Capítulo Aragua

sábado, 12 de julio de 2014

Magia pura

De las ideas y las cosas
Sábado, 12 Julio 2014
Omar Gasca
Reducir o anular el Alzheimer, curar la diabetes, bajar de peso sin dietas y sin ejercicio en unos cuantos días, evitar la calvicie o recuperar el pelo, reducir la grasa abdominal, desterrar la celulitis, rejuvenecer la piel, desaparecer cicatrices, tonificar los músculos, aumentar el apetito sexual, exorcizar la impotencia…  Un producto milagro es el que a través de la publicidad, frecuentemente televisiva y muchas veces a modo de talk shows o infomerciales, se ofrece para solucionar con extraordinaria aptitud desde problemas estéticos en rostro y cuerpo hasta graves problemas de salud.  Sus cualidades preventivas, curativas, embellecedoras, restauradoras y demás, provisionalmente supuestas, son exaltadas hasta franquear los límites de la verosimilitud.  ¿Cómo se explica su éxito? 
La suma es simple: por una parte, el pensamiento mágico; por otra, una ingenua inercia que radica en las mentalidades poderosamente afectadas por el marketing y la cultura del facilismo, suscrito todo ello a la idea de que quien vende tal clase de productos interpreta al público, a veces sin saberlo, como un ente acrítico.  
Hay muchas concepciones sobre el pensamiento mágico.  Una de ellas, simplona, afirmaría que se refiere a la idea de resolver o afectar la realidad sensible desde otra realidad: mental, celestial, metafísica, sobrenatural, oculta, es decir cualquiera que no sea gobernada por las leyes naturales, materiales, físicas.  Para Piaget y otros, el pensamiento del niño es mágico.  La idea es que en la llamada etapa “preoperacional”, que va de los dos a los siete años de edad, el razonamiento del niño se basa en algún tipo de explicación mágica.
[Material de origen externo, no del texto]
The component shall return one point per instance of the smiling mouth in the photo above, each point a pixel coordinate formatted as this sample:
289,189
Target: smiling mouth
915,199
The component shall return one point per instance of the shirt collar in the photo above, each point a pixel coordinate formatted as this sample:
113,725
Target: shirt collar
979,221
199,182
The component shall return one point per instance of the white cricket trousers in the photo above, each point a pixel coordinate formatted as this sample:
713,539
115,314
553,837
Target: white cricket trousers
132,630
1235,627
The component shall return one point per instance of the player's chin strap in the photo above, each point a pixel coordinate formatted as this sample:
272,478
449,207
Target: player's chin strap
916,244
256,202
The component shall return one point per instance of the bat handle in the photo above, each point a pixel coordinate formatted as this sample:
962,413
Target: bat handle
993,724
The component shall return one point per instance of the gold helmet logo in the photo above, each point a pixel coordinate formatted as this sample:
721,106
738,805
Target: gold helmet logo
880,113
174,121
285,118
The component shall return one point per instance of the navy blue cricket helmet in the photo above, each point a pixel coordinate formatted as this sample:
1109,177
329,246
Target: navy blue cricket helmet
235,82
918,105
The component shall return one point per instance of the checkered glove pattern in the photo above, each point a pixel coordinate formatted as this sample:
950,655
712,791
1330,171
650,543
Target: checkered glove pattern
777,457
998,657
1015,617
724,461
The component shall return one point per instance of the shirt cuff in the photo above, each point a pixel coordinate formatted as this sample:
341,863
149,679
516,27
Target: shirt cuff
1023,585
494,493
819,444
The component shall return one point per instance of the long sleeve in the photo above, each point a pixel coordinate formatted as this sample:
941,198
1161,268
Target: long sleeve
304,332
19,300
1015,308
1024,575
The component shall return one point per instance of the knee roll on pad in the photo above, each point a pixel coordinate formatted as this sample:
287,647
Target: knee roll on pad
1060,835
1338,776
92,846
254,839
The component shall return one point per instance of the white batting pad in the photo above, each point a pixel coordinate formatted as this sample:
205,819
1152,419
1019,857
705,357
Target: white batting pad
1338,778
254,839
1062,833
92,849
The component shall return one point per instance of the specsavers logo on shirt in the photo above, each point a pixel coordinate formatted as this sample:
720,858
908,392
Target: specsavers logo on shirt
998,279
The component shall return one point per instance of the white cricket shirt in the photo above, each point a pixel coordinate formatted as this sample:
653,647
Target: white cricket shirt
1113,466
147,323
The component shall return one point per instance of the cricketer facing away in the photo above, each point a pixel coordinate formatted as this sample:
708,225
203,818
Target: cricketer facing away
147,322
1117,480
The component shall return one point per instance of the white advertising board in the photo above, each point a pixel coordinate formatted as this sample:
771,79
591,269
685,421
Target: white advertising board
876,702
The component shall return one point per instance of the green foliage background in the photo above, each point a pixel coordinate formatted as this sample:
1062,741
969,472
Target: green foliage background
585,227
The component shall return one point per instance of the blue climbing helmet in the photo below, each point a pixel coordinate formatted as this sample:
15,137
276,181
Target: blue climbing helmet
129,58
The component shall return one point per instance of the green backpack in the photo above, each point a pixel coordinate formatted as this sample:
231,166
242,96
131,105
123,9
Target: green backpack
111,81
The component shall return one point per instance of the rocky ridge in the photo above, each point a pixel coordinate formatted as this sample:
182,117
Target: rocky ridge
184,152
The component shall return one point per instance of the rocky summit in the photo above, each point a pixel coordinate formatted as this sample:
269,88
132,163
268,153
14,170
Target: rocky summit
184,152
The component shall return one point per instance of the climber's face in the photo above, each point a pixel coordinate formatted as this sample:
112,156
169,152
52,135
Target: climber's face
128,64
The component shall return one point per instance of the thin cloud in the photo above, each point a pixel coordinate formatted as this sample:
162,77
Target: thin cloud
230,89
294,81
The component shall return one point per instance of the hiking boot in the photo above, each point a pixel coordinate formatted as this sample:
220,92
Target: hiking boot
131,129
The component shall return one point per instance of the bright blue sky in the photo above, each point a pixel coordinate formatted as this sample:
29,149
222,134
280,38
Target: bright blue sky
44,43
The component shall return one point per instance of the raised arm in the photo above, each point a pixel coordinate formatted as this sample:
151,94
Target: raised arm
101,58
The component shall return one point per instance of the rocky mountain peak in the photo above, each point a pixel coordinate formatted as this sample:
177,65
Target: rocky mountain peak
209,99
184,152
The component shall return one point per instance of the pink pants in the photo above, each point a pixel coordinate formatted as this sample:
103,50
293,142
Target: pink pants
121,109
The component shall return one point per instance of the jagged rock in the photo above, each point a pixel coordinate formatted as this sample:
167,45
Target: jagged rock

Su representación del mundo, de las causas y los efectos, de las relaciones entre fenómenos, de los significados y las finalidades, se produce en el marco de un orden prelógico, propio del pensamiento mágico.  La pregunta sería: ¿seguimos siendo niños cuando confiamos en que unas pastillitas o una crema reducirán nuestro vientre a pesar del sedentarismo, de la falta de ejercicio y de la ingesta de toda clase de harinas y azúcares?  ¿Con base en qué lógica lo creemos? ¿Cuál es el razonamiento causal?  En este y en otros casos, ilusoriamente imponemos las operaciones mentales a la realidad externa y proyectamos las propiedades de la intención en la realidad biológica.  Ahí está la clave: el pensamiento mágico genera la creencia de que los propios pensamientos causarán, sin más, un hecho específico de un modo sorprendentemente alterno a las leyes de causa-efecto.  El pensamiento mágico incumbe a chicos y grandes, quizá más a los grandes.   
Contribuyen también y mucho las estrategias y tácticas seductoras del marketing y por supuesto esas porciones de publicidad que exageran el desempeño del producto.  Lo que interesa de un lado es vender y, del otro, hacer poco esfuerzo.  Lo que se ofrece  son soluciones fáciles y rápidas; lo que se compra es eso, exactamente eso: el deseo de resolver sin esfuerzo.  El deseo, la intención es, de alguna manera, parte del producto, su complemento; sin él, el producto no seduce, no apetece, no es paladeable.  El deseo fortalece la promesa de los beneficios y el mismísimo deseo los hace, virtualmente, alcanzables para el consumidor.  El deseo, no hay que olvidarlo, se nutre de las imágenes que recibe. No importa mucho la virtud del producto; interesa más que éste parezca coincidir con la satisfacción de una necesidad física o emocional.  Dice el publicista Leo Burnett: “No me digas lo bien que lo haces; dime lo bueno que me hace cuando lo utilizo”.  
Faltan leyes, o su aplicación, a propósito de regular e inhibir prácticas engañosas con relación a la naturaleza y difusión de ciertos productos, así como leyendas claras en los empaques y etiquetas y, antes, los análisis y pruebas necesarios a fin de certificar o autorizar las ventas.  Pero ayuda mucho el sentido común –a veces el menos común de los sentidos– y algo de escepticismo, prudencia, cordura o sensatez en el consumidor para no comprar con urgencia por la inaplazable conclusión de las ofertas, y menos cuando algo suena demasiado bueno para ser cierto.  Si nada de eso es útil, ni alguna especulación que se oponga al optimismo gratuito (como el pesimismo informado), seguramente servirá recodar aquel anuncio de brandy Viejo Vergel de 1980 en que aparecía Anthony Queen evocando al padre o al abuelo (y reiterando la palabra): “Como el viejo decía: si las cosas que valen la pena se hicieran fácilmente, cualquiera las haría”.